And just like that, we’re at the final stretch of Fashion Month with Dior kicking off Paris Fashion Week. The brand’s creative head, Maria Grazia Chiuri, took to the runway an impactful Spring/Summer 2020 collection that was a nod to nature.
The set up of the show alone was spectacular as botanics and florals voiced the designer’s concern over the industry’s impact on the environment. And whilst florals have always been part of Dior’s heritage, the beauty of nature has become a concern for our future and Chiuri envisioned the concerns through silhouettes that took inspiration from Catherine Dior, Monsieur Christian Dior’s sister.
Backstage, Chiuri highlighted the season’s mood board, which consisted of a photo of Catherine in her gardening clothes — a man’s shirt (with the sleeves rolled up), belted trousers and low-brimmed hats. Hence, the collection that unfolded on the runway saw the utility blue shirt tucked underneath embroidered dresses and A-line skirts, a darker side to thistles, poppies and wild flowers on modest dresses, and a slew of achingly cool accessories that the Chiuri era at Dior is widely recognised for.

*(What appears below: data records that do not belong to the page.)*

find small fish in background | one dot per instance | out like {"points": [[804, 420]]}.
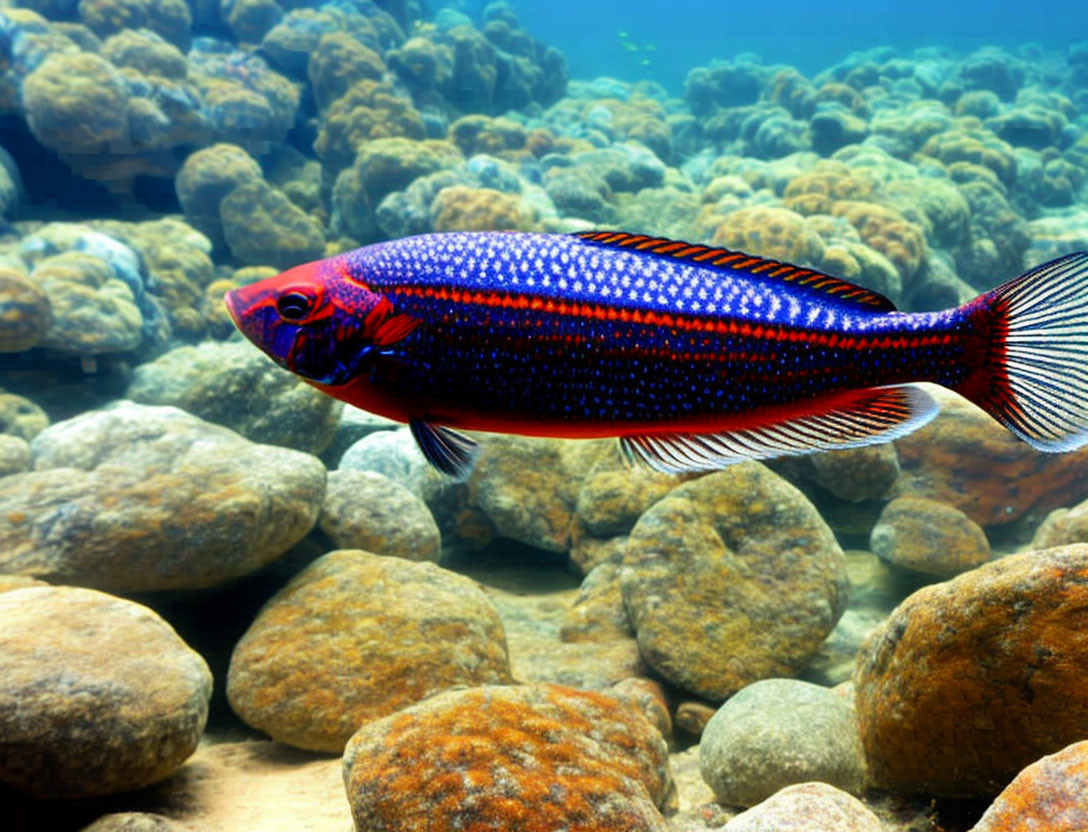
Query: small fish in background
{"points": [[694, 357]]}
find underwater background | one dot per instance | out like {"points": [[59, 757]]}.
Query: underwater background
{"points": [[230, 603]]}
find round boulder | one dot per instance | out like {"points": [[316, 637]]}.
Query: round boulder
{"points": [[1050, 794], [928, 536], [972, 680], [134, 498], [25, 314], [541, 757], [236, 385], [730, 579], [366, 510], [356, 636], [779, 732], [98, 695], [807, 807]]}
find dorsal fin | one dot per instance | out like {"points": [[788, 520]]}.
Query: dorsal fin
{"points": [[738, 261]]}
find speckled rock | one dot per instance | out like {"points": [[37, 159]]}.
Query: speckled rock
{"points": [[972, 680], [807, 807], [20, 417], [98, 695], [14, 455], [366, 510], [135, 498], [356, 636], [928, 536], [1051, 794], [779, 732], [967, 460], [524, 488], [236, 385], [540, 757], [25, 313], [730, 579], [136, 821], [263, 227]]}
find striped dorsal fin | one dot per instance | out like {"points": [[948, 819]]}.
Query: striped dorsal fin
{"points": [[738, 261]]}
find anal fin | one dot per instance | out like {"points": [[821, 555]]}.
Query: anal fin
{"points": [[875, 415], [452, 452]]}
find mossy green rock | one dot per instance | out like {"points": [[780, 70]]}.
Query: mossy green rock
{"points": [[263, 227]]}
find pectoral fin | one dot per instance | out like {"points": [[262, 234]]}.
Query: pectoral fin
{"points": [[875, 415], [452, 452]]}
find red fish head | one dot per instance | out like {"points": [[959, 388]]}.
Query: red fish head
{"points": [[313, 321]]}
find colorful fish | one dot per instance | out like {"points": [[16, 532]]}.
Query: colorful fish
{"points": [[694, 357]]}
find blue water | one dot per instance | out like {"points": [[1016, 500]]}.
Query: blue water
{"points": [[810, 36]]}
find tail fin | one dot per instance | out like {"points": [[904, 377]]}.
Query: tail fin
{"points": [[1038, 355]]}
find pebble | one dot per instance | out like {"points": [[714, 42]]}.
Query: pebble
{"points": [[135, 498], [806, 807], [974, 679], [779, 732], [534, 757], [366, 510], [928, 536], [236, 385], [732, 578], [98, 695], [356, 636]]}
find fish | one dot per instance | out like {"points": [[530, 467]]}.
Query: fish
{"points": [[694, 357]]}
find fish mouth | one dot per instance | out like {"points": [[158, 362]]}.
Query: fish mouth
{"points": [[230, 300]]}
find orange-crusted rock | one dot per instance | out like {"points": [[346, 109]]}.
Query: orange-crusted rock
{"points": [[731, 578], [538, 757], [356, 636], [969, 461], [1051, 794], [972, 680]]}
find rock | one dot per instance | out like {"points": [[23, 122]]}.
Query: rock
{"points": [[598, 612], [206, 177], [93, 309], [855, 474], [20, 417], [807, 807], [236, 385], [135, 821], [14, 455], [972, 680], [777, 733], [692, 717], [356, 636], [526, 489], [135, 498], [263, 227], [965, 459], [25, 313], [541, 757], [366, 510], [928, 536], [98, 695], [646, 696], [731, 578], [1050, 794]]}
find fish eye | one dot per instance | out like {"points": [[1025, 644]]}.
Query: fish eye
{"points": [[294, 306]]}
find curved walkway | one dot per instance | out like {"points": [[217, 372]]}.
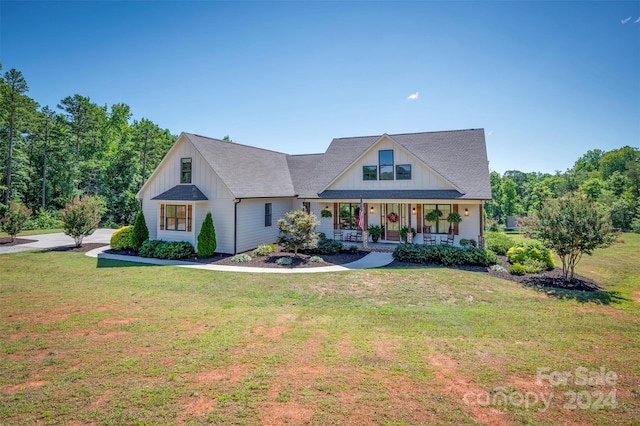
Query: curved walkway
{"points": [[372, 260]]}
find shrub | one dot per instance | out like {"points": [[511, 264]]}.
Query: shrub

Under the twinkling lights of the Eiffel Tower (plus the plenty of strobe lights that were dotted alongside the runway) emerged Anthony Vaccarello’s Spring/Summer 2020 collection for Saint Laurent.
For the season, the designer stayed true to what Yves Saint Laurent was most adorned for in the 20th century — think the iconic Le Smoking suits and his striking hippy-glam silhouettes — and also, added reworked the brand’s codes for the new generation.
Shying away from his strict colour palette of just black and metallics, Vaccarello opted for softer approach to Spring/Summer dressing with a sense of romanticism infused into a more relatable collection consisting of cutoff denim, one-shouldered cut-out dresses, paisley embroidered dresses, chiffon blouses and pleated lamé skirts, too.
And whilst yes, the collection was so pretty to look at, it was Saint Laurent’s closing of the narrow line-up of tuxedo suits that stole the show. Led by Stella Tenant and closed by none other than Naomi Campbell, it was a collection tailored to the old, and the new generations to come.